Use this opportunity to touch his upper thigh to show him where the work is being done. He won’t get a great sense from this exercise for how important the ankles are, because air resistance is so much less than water resistance, but he will get a good feel for keeping his legs straight and for the range of motion from the hip.

6 Keys Aspects of the Swimming Kick to Focus on When You Teach

In most strokes, kicking provides stability for your body while the arms provide most of the propulsion. The kick helps your body to stay aligned. In the early learning stages, having a solid flutter kick will help stabilize your child as he learns to position his body in the water and to use his arms to propel himself. Here are six important aspects of the kick to focus on.

The key to the kick is coordination and ankle flexibility.

Six Aspects of the Kick to Focus On

  1. There should be a lot of movement in the ankle, but from the hip to the ankle should be supple but almost straight. The knees should bend very little. It’s not like pedaling a bike. Think length and flow.
  2. Use the muscles at the top of the thigh to move the whole leg.
  3. The leg shouldn’t have side-to-side movement.
  4. The kick should be narrow, with ankles fairly close to each other.
  5. The kick isn’t long like a stride on land is. The up-down movement should be contained within the movement of the water that your arms creates. You can feel this area when you move your body. When you get to the part of the water that hasn’t been moved by your body, your leg will feel more resistance. Keep your kick out of that higher-resistance water.
  6. Ankle flexibility is really important. While your whole leg moves, the foot is like a flipper that provides most of the benefit of the movement. It should feel like you’re trying to flick a shoe off your foot.

Time to Play! Going Underwater

Kids learn by playing. The more you can make learning to swim fun for your kids, the more they’ll like it, the quicker they’ll learn, and the more fun you’ll have teaching them. Once your kids are comfortable going underwater, try this game to help them develop this swimming skill without realizing they’re practicing.

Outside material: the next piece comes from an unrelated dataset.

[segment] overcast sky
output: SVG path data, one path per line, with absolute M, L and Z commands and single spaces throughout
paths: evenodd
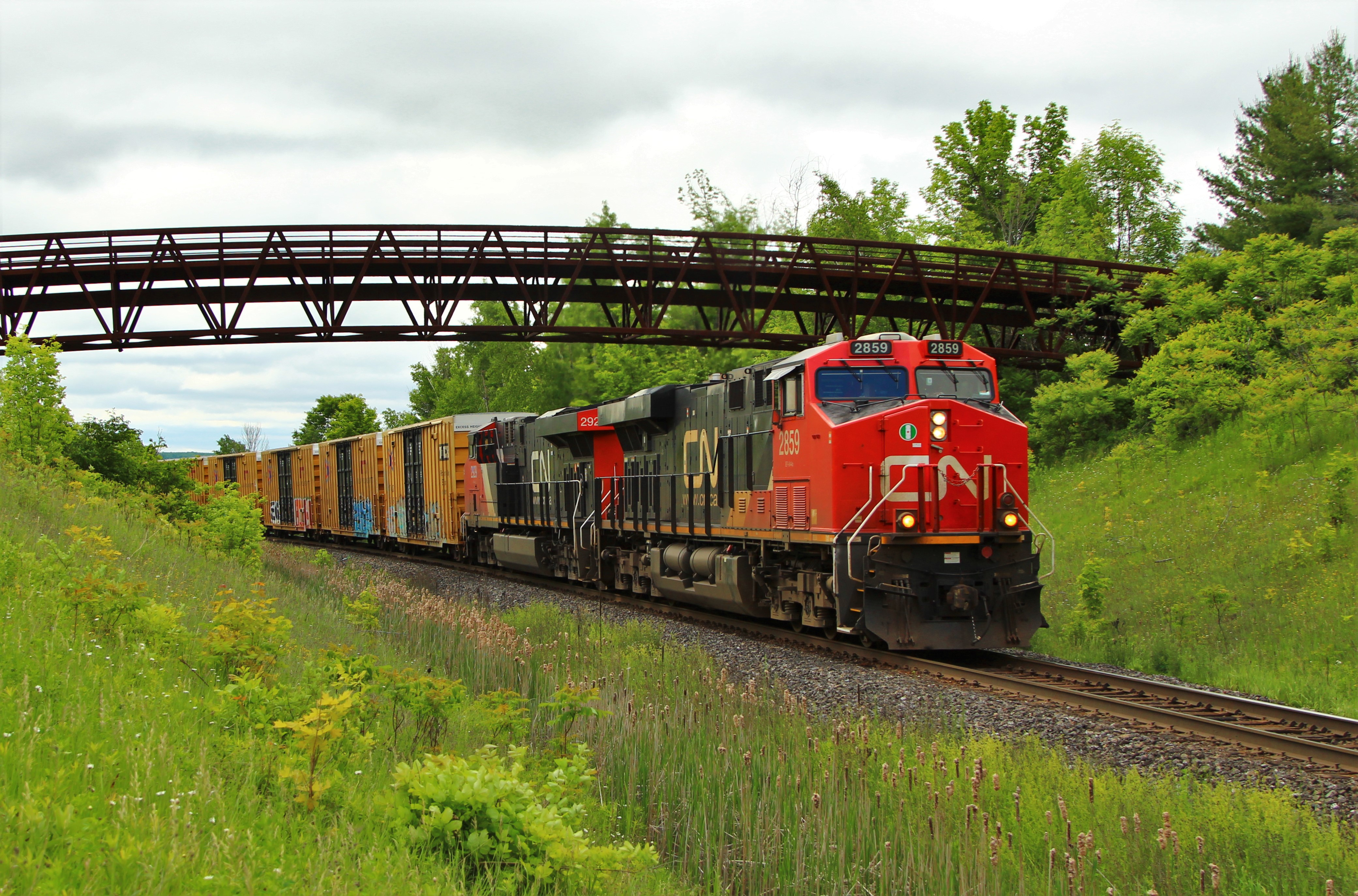
M 1355 3 L 61 3 L 0 0 L 0 232 L 216 224 L 689 227 L 702 167 L 767 204 L 812 162 L 928 181 L 980 99 L 1114 121 L 1164 152 L 1188 220 L 1262 73 Z M 37 331 L 43 330 L 39 318 Z M 171 448 L 274 445 L 323 392 L 403 406 L 433 346 L 86 352 L 76 417 Z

Play duck. Quack on the surface together and then dunk your heads under to look for food. Did you find any? Can ducks quack while they’re underwater? What do they see while they’re under there?

Teaching Your Kids to Go Underwater: Mastery

Once you’ve got taught your kids the basics of putting their heads underwater, you can help them develop mastery of this swimming skill. Here’s how to do it.

Tips for Teaching Your Kids to Master Going Underwater

  1. Practice going underwater together, holding your child securely against your body.
  2. Explain what you’ll be doing. If your child expresses fear, don’t do it. Work towards it instead. Keep practicing putting his head in the water face first.
  3. Count to three. Rise up a little with a fairly quick, sharp movement, make a big show of taking a loud deep breath, complete with puffed out cheeks. For a lot of kids, the quick, sharp lift triggers an intake of breath. Quickly and smoothly lower both of you under water for just a second, maintaining eye contact the whole time, even under water.
  4. If you move slightly sideways into the water as you go under, water is less likely to get into your child’s nose. You can try having your child hold his nose with his fingers the first few times if he’s worried about his nose. Once he gains confidence, do it without holding the nose.
  5. If your child sputters, demonstrate a little cough to clear your own throat. Praise and explain that it will get easier.
  6. Keep practicing and repeating this exercise, gradually extending the time under water to a few seconds. When he feels really comfortable, go underwater together having him hold onto you by your arms, so that there’s plenty of space between your bodies and he has a strong feeling of independence in the movement.
  7. As a last step toward mastering putting his head underwater, have your child hold onto the edge of the pool with you nearby but not touching him. Have him put his own head under the water, preparing himself and choosing for himself when to resurface.